The monster in this play I'm rather pleased with. I'm going to use a lot of video in it - again like
Henceforward... - but much more so because I've decided a good idea would be to have the monster visible only on video. It's only picked up by video recorders. He looks directly at the space where it is: there's nothing there. It never actually appears on stage, but the kid, realising it's in the room with him, has the bright idea of plugging the video into a unit and scouting the room. So what the kids watching the show will get is a boy in an empty room apparently moving probably a dummy video camera around, which will be firing actually into a videotape. Now and then you'll catch a glimpse of the monster on the video screens, which will be all around the room."
(Extract from an interview with Alan Ayckbourn, prior to writing Callisto 5. Published in Bernard Dukore's ‘Alan Ayckbourn – A Casebook’)

"I [re-]wrote it as
Callisto#7 - it's got another character in it. It's written with a little boy in it now - and a little girl. The girl is older. It made it slightly more human. She is now left to look after her little kid brother and he is the one who's going moody and she's doing her best - she's only thirteen - she's trying to keep control while the mother and father are away. But the kid is really giving her a bad time saying, "I don't wanna talk to you. I just want my mother and father." And she's saying, "So do I." And so the computer creates a monster, like it did before, in order to unite them because it sees they're on the verge of having a breakdown. So they create the old solution of having a common enemy. The little boy finds he's helping his sister to fight it and they both learn to have respect for each other. I think it's a better slant on it."
(Extract from an interview with Alan Ayckbourn published in Albert-Reiner Glaap's 'A Guide Tour Through Ayckbourn Country')

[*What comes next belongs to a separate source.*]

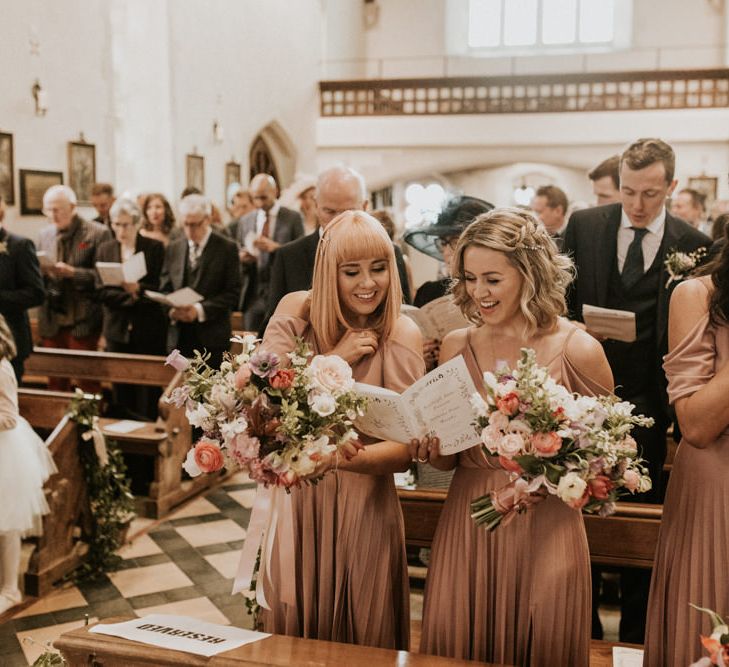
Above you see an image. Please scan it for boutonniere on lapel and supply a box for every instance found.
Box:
[663,248,706,289]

"The first version was about a young boy all on his own on a space station and it was dramatically not too exciting. I have added a sister so you get some interaction between them. She's growing up fast and her brother keeps asking her awkward questions to which she doesn't have the answers because the computer won't release the information that she wants. Like biological information, all sorts of things. It just says, 'You're not old enough.'"
(Personal correspondence, 1999)

"I think I write from the adult's perspective. I don’t try to become a child. I try and imagine what I as a child would have enjoyed and what my children would have enjoyed. I think initially I did write consciously for children but I hardly do that now, providing I feel the theme is right for them. I obviously make certain adjustments. I don't write things that I think would not interest them, like sexual politics - particularly for the young ones, you know, that's just baffling. On the whole, I've discovered that children have the same needs from theatre as adults. You just have to be careful how you deal with them. They like to be frightened; they like to be excited, they don't just want to laugh, any more than adults just want to laugh. I think these days I write entirely from my own perspective but just bring out the child in me - it's difficult to explain. The worst thing I could do, which I'm very afraid of, would be to patronise children.... lower myself to them. I think that it is better to write above them than below them, so that they have to reach a little. I think they will do that."